Peki nasıl çıkacak? Merkez Bankası kâr edecek ve bu kârını mı 100 bin kadar hesap sahibine verecek? Hayır, Merkez Bankası bu parayı para yaratarak, yani karşılıksız para basarak verecek.
Geçmişte, en çok da Tansu Çiller döneminde, Hazine zaman zaman piyasadan TL bulmakta zorlandığında veya faizi beğenmediğinde Merkez Bankası’ndan ‘kısa vadeli avans’ adı altında para alırdı. Yani resmen karşılıksız para basılır, Merkez Bankası matbaasından Hazine finanse edilirdi.
Türkiye’yi 2001 krizine sürükleyen uygulamaların en vahimlerinden biriydi bu ve enflasyonu içinden çıkılamaz bir katılığa ve kalıcılığa bu karşılıksız para basma getirmişti.
2001 krizi sonrası gündeme gelen Kemal Derviş reformlarının en önemlilerinden biri, Merkez Bankası ile Hazine arasındaki bu para ilişkisinin kesilmesine ilişkindi. Kanunla Merkez Bankası’nın Hazine’ye avans vermesi yasaklanmıştı.
Şimdi, devlet bütçesinin ve dolayısıyla Hazine’nin üzerindeki 800 milyar liralık yük tek bir kalem darbesiyle Merkez Bankası’nın üzerine yıkılıyor.
Neden?
Ek bütçe çıkarmamak için. Oysa geçen yıl Tayyip Erdoğan bağrına taş basıp ek bütçeyi çıkartmıştı, aynı şeyi bu yıl da yapsa ne kaybederdi?

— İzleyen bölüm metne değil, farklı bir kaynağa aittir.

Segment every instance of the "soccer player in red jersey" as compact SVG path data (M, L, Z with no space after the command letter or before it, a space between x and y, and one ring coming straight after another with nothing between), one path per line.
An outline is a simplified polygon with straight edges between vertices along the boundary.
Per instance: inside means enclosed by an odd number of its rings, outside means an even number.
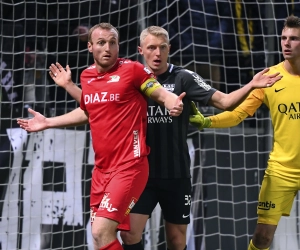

Bence hiçbir şey.
Ama o ek bütçe çıkartmaktansa ekonomiyi kural ve akıl dışına (irrasyonele) çıkarmayı tercih etti, döndü Merkez Bankası’na ve ‘Çalıştır matbaayı’ dedi.
Evet bu sefer adı ‘avans’ olmayacak ve uygulama süresi de KKM’ye bağlı kalacak ama sonuç değişmiyor: Merkez Bankası para basıp Hazine’yi finanse edecek. KKM uygulaması devam ettikçe bu böyle kalacak. Üstelik biz Merkez Bankası’nın tam olarak kaç paralık ‘sübvansiyon’ yaptığını da bilemeyeceğiz, çünkü geçen yılki rakamlar da açıklanmadı zaten.
Hatırlayın, Mehmet Şimşek göreve başladığı gün, kurallı, şeffaf, öngörülebilir ve rasyonel bir ekonomi yönetimi vaat etmişti. Daha üstünden 6 hafta geçmeden ne şeffaflık kaldı, ne öngörülebilirlik ne de rasyonellik.